|Liberty Square / Zuccotti Park on the morning of Thursday, September 29, 2011. Lunching office workers in the foreground, Occupy Wall Street protesters in the center of the park.|
I spoke today with Professor Jerold S. Kayden, Harvard Professor and author of the book “Privately Owned Public Space: The New York City Experience.” Professor Kayden graciously led me through the sometimes arcane business of New York City’s incentive zoning rules and regulations. Here’s what I found out from our conversation and from Professor Kayden’s book.
Zuccotti Park, known as Liberty Square by the Occupy Wall Street protesters, is considered a “special permit plaza.” Technically speaking, unlike previously reported, it’s probably not a “bonus” plaza, where the original developers secured extra floor space at One Liberty Plaza, the fifty four floor skyscraper just to the north of the park. Bonus office space at that building likely was allowed by the creation of the public space around the building itself. Instead the special permit plaza likely came into being in exchange for other zoning concessions authorized by the Department of City Planning.
Regardless, according to Kayden, the park’s owner Brookfield Office Properties likely agreed to provide a “physical place located on private property to which the owner has granted legally binding rights of access and use to members of the public, most often in return for something of value from the city” (Kayden, Privately Owned Public Space, p.21), that “value” in this case being a zoning concession.
So can Brookfield ask the protesters to leave?
No and Yes.
“The Zoning Resolution requires privately owned public spaces to host ‘public use,’ but never expressly defines limits, if any, an owner may impose upon such public use. The Department of City Planning has taken the position that an owner may prescribe ‘reasonable’ rules of conduct. In determining the definition of reasonable, the Department has looked to the rules of conduct applicable in City-owned parks for general guidance.” (Kayden, POPS, p.38.) Note that these are very similar to the kind of “time, place and manner” restrictions that the city is using against artists working in public parks and that are at the heart of artists’ current lawsuit against the Parks Department in the Lederman federal case.

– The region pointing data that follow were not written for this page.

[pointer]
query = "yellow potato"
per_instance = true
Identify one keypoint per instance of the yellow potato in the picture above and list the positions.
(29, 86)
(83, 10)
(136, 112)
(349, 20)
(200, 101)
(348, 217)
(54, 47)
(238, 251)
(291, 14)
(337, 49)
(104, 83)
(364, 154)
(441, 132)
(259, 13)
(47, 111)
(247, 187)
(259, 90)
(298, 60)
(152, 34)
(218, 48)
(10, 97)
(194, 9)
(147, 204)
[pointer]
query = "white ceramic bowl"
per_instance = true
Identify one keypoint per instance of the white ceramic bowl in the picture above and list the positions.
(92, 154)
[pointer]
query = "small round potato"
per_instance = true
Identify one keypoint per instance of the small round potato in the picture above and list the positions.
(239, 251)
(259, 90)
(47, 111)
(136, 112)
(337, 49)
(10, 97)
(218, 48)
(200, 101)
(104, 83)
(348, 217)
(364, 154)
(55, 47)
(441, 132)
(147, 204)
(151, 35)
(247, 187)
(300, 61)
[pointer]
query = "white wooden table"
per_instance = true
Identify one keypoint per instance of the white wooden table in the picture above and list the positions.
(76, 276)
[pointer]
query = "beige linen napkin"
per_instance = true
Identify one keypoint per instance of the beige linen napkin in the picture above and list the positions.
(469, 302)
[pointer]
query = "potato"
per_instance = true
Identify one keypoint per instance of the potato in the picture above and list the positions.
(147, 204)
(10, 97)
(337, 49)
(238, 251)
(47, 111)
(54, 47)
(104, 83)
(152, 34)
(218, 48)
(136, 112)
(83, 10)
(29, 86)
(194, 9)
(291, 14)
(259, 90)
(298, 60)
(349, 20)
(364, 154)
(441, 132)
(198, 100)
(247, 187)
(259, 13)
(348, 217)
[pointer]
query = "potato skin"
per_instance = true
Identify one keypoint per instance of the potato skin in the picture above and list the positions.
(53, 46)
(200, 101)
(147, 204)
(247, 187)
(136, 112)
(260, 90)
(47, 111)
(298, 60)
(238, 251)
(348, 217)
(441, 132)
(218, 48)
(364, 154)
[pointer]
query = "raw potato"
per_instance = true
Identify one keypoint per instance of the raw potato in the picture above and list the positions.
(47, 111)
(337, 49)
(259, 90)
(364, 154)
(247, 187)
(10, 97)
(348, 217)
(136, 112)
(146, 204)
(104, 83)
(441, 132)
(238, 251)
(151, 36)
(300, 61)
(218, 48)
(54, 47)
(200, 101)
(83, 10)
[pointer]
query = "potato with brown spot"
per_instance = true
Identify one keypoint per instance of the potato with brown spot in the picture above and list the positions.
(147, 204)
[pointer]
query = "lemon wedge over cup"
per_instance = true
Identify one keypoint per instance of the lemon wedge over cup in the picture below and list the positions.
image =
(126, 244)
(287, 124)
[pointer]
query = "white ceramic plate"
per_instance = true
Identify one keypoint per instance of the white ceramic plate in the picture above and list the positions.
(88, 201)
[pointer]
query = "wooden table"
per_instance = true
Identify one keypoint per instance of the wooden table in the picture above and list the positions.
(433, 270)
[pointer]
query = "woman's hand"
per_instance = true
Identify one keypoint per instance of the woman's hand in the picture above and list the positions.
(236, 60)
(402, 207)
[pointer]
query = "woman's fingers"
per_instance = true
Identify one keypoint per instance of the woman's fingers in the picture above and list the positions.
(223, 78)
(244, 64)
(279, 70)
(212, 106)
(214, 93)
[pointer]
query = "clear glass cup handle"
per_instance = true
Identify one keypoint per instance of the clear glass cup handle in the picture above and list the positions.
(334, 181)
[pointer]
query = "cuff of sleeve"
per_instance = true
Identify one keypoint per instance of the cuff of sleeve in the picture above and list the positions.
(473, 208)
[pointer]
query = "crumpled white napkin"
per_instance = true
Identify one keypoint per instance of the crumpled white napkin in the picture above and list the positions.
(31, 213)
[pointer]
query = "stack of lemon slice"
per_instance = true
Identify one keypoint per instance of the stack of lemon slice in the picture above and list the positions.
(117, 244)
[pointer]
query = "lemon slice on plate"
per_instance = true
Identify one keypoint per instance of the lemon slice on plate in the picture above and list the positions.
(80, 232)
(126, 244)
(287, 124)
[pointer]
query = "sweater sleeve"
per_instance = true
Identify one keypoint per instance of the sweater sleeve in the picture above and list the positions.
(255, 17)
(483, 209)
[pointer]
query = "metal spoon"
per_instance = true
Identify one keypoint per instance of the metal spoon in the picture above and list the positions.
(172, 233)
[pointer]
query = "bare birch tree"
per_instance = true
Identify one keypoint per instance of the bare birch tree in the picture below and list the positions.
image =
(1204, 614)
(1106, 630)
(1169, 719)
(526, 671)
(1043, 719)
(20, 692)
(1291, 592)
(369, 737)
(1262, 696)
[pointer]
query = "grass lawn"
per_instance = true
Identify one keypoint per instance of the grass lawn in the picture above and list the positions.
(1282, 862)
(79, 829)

Professor Kayden believes that creating a rule of conduct that says “no political protests” is unlikely to be considered “reasonable” under these terms, but that this is not a First Amendment issue. The park is still privately owned and says Kayden, “in all likelihood, it would be an uphill climb to maintain that Brookfield Office Properties is a governmental actor subject to the full provisions of the First Amendment.” (See American Manufacturers Mutual Insurance Company v. Delores Scott Sullivan, 526 U.S. 40 (1999) for a court ruling on standards for what constitutes “state action” by a private owner.)
However, while Brookfield likely can’t ask Occupy New York to leave Zuccotti Park because they are using the park for a political protest, they may be able to ask them to leave for other reasons. For example, if the park becomes unusable by anyone other than protestors, they could essentially be asked to leave so that others could use the park. Or, if they were creating too much noise, sleeping in the park, or acting in other manners that might block the use of the park by other park goers or community members, these might indeed constitute violations of reasonable rules.
Finally, according to Professor Kayden there is little case law established on what constitutes “reasonable” rules when applied to privately owned public spaces, and certainly none about political protesters using those spaces, so there are no clear guidelines about how a court might rule if action was taken by the park’s owners.
In the end, the situation at Liberty Square may be shaped more by public relation issues than by the legal issues. Neither Brookfield Office Properties, the owners of the public space known as Zuccotti Park, nor the New York Police Department are likely to want to be perceived as initiating a crackdown against protesters that would be watched around the world and could potentially spark even larger protests.